At the predominantly black Greater Grace Church in Ferguson, the pastor, Bishop L.O. Jones, referred to the pending grand jury decision briefly.
“Everybody stand to your feet and tell somebody, ‘Don’t be afraid. God is still in control,’” Jones said as church members repeated after him.
As they wait, some people have continued daily protests, while speculation has grown that the delays are intentional.
“People feel like it’s been engineered, so that the results wouldn’t come out until after the election and until the weather got cold, and it would be more difficult to protest,” said Susan McGraugh, supervisor of the Criminal Defense Clinic at the Saint Louis University School of Law. “It’s really adding fuel to the fire.”
St. Louis County Prosecutor Bob McCulloch had said he expected a grand jury decision by mid-to-late November. But that’s not ultimately in his control.
The 12-person grand jury deliberates in secret, without McCulloch, and sets its own schedule depending upon when the members are available.
It’s not uncommon for deliberations to take a while in complex cases when, such as in the Brown shooting, self-defense is alleged or there are two widely conflicting versions of events, said Cole County Prosecutor Mark Richardson, who is not involved in the Ferguson case.
Downtown STL Inc., a St. Louis civic group that promotes downtown businesses, told members in an email Saturday that the grand jury will reconvene Monday to continue deliberating. The email did not explain how the group knew that, and McCulloch’s office has not commented on the grand jury’s schedule.

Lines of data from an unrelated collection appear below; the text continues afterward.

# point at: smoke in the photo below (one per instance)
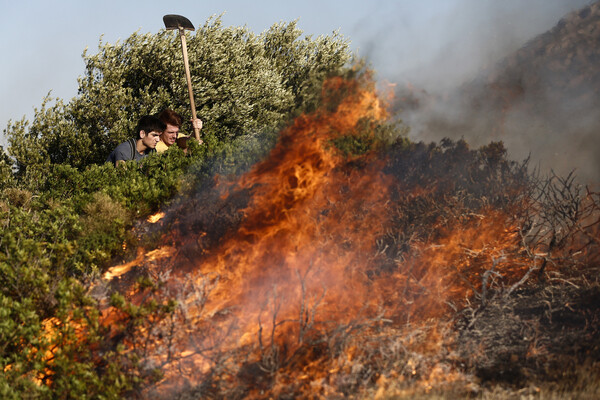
(433, 54)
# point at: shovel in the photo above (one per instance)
(182, 23)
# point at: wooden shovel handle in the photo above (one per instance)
(189, 81)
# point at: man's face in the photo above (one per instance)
(169, 136)
(151, 139)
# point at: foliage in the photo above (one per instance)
(243, 83)
(66, 215)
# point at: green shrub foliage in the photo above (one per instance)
(66, 215)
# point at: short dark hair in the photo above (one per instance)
(150, 123)
(170, 117)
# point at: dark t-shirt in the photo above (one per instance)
(124, 152)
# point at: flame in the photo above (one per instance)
(154, 218)
(300, 274)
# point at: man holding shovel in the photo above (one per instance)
(148, 131)
(171, 134)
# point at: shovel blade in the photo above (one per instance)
(173, 21)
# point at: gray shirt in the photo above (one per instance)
(125, 151)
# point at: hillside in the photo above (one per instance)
(541, 100)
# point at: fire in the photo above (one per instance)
(154, 218)
(301, 276)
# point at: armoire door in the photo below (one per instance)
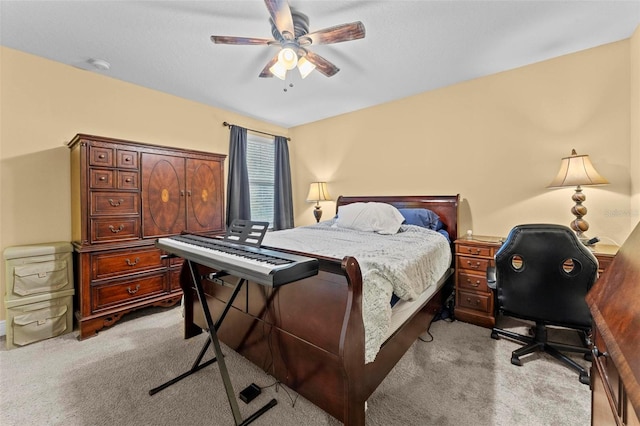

If jurors meet Monday, there is no guarantee they will reach a decision that day, or even this week.
Benjamin Crump, an attorney for Brown’s family, said they are frustrated the prosecutor didn’t charge Wilson, or at least suggest a charge to grand jurors.
As it is, “you don’t have any direction, you’re just putting all the evidence out there and you’re going to let them figure it out and they can make up their own minds,” Crump said.
When the panel reaches a decision, it will be up to McCulloch to publicize it.